Она подумала, что зря все-таки не привезла молодым и в этот раз вместе с вареньем сушеных яблок, — не пропали бы, употребили бы в дело.
— Да деревья-то уж застарели, — сказала она вслух. — Яблоня в дальнем конце ничего почти не дает, левый сук совсем высох. Спилить бы надо, я уже говорила Толику, да все как-то руки не доходят. А груша-то вымахала, сынок! Теперь уже не залезть… Одичала, правда, грушки маленькие — во! — Ольга показала долю пальца. — Ухаживать надо за всем, поливать, да уж силы не те. Разве натаскаешься воды?
— Все с угла? — Михаил вздохнул.
— С угла, два проулка… Так иногда намотаешь руки— думаешь, пропади оно пропадом!.. А нет, опять идешь.
— Огород и спас в войну, правда?
— Господи, да без него я и не знаю, что бы и было. Сад-то хулиганье обчищало: во, с голубиное яйцо завязь обрывали. Никак нельзя было уберечь. Я как-то надумала караулить, дак чуть самою не прибили — с железными прутьями лазили. Специально делали.
— Вот хамы!..
— Ай, сынок, все есть хотели…
— Значит — иди воруй?
— Да нет, это — конечно…
Ольга пожала плечами — не об этом, мол, речь — и развернулась к невестке:
— До войны-то у нас вообще не было огорода, один сад и трава. А в войну, в первую же весну, я сначала одну куртинку вскопала, потом вторую — так и подняла все под стволами. Потом и подсадила несколько корней, добыла в деревне, — ранетку, две вендерки…

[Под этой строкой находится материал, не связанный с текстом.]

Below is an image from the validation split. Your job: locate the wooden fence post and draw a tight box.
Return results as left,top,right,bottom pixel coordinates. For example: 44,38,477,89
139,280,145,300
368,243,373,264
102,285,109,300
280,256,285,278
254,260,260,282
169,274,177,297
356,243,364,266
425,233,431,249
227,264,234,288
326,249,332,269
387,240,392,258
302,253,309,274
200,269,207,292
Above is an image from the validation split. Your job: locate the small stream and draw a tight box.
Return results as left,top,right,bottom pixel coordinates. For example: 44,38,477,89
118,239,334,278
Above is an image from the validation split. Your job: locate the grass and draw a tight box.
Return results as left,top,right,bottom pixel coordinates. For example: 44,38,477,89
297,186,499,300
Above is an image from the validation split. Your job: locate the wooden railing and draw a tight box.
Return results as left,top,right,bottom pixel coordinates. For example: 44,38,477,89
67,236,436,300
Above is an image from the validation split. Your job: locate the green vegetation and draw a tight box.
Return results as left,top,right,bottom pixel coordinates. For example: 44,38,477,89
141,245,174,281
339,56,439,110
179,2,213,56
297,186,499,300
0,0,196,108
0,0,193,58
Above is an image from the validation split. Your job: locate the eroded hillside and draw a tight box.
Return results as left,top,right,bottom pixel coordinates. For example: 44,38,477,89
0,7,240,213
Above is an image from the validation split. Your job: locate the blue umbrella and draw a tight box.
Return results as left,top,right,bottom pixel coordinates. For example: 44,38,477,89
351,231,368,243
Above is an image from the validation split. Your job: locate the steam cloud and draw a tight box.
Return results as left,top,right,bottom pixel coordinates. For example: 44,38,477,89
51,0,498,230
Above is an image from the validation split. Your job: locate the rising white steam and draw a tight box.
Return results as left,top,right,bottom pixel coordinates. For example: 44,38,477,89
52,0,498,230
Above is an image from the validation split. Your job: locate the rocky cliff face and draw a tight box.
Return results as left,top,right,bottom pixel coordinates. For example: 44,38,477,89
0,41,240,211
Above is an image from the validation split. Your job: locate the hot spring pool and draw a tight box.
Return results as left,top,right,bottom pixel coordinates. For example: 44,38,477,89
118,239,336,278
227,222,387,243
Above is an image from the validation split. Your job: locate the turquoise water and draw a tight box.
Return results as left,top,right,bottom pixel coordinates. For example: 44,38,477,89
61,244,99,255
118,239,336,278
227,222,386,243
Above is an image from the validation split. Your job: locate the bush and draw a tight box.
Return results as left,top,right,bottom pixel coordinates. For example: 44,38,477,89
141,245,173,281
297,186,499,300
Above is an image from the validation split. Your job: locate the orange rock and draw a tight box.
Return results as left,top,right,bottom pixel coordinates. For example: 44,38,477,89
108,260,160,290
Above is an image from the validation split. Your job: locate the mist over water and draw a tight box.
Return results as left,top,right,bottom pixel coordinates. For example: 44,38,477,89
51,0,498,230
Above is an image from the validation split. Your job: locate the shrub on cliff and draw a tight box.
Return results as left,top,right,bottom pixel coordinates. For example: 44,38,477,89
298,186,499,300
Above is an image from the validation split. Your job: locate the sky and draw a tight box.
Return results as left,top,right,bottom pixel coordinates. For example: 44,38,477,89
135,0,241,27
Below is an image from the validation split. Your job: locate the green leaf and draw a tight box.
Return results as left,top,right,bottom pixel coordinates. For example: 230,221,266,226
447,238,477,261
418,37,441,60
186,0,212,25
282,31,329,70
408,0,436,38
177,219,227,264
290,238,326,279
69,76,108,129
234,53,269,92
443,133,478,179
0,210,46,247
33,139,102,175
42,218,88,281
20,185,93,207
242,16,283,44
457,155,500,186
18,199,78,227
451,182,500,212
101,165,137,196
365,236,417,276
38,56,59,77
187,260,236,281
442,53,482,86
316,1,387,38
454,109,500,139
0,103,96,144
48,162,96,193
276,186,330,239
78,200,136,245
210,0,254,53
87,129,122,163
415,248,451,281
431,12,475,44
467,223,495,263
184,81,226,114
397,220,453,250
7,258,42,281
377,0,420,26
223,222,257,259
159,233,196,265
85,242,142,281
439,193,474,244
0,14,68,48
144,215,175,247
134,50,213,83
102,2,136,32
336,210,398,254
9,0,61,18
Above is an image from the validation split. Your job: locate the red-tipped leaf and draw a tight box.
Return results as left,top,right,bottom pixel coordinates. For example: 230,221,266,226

— Я помню, — сказал Михаил.
— Да ты уже большой был, лет семь; конечно, должен помнить.
Минакова снова обдало теплом давнего прошлого, захотелось еще выпить — за тяжкое детство, за ушедшие годы. Он щелкнул пальцем по горлу, протянул руку к холодильнику: «Лида, ну что ты!» А матери сказал:
— Как выжили только…
— А так и выжили. Лежу ночью, думаю: а как же завтре-то, чем кормить-то буду? Все выменяно — и часы у нас были с кукушкой, и машинка ножная «Зингер», и вещи отцовские, что остались, — все снесли в деревню с Варей Грибакиной. За машинку два пуда хлеба дали, зерна и масла топленого. Да-а, дело было зимой, масло отпечатком так в тряпке и несла, помню. Ну, думала, заживем. А быстро все прибрали, мыши.
— Какие мыши?
— Да вы — мыши, какие же еще! Ты да Санька. Зинка еще только родилась. Цельный день могли хрупать, только давай.
Ольга приложила платочек к мокрому глазу, отняла, долго, будто не различая, смотрела на пятнышко просочившейся слезы.
— А как Варваре-то досталось, господи-и! Четверо малых ребят, Николай погиб еще раньше нашего отца. Ох, Варя… А всех выходила, всю жизнь на девок положила. Побиралась с ними.
— Побиралась?
— Дак а что же, куда денешься?.. Да и мы просили, сынок…
На какой-то момент в комнате словно что-то остановилось — движение воздуха, света или ход времени. Стало пусто и тихо. Но этот момент тотчас и миновал, жизнь текла, и Ольга все поняла. Было совестно — у Михаила осело лицо, попунцовели мочки ушей и у Лиды.